If the 100MHz oscillator phase drifts randomly with respect to the phase
of the OCXO being disciplined then averaging will indeed reduce the
noise of the phase measurement to below 10ns, however although the
calculated resolution is 83ps the noise in the result will be somewhat
higher than this.
Indeed a quartz timebase is perhaps too stable for effective averaging
unless the PPS signal has around 10ns or so rms jitter on its leading edge.

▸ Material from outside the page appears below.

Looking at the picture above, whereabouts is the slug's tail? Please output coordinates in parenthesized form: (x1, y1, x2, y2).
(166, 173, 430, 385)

However if a less stable timebase is used to ensure it has sufficient
short term instability to ensure accurate averaging it will be necessary
to measure/calibrate its frequency perhaps every second to correct for
drift in the timebase oscillator.
Relying on the 100MHz crystal oscillator phase drifting around in a
random fashion so that the phase error averages are unbiased estimates
of the true phase error is perhaps expecting too much unless heroic
measures are taken to ensure that the 100MHz oscillator doesnt phase
lock to the OCXO output via injection locking.
The phase error averaging will be improved by adding sufficient jitter
to the PPS signal to increase its random timing jitter to around 10ns
rms or so.
If this is done the 100MHz clock can be derived from the oscillator
being disciplined and the averaged phase will still have a very small bias.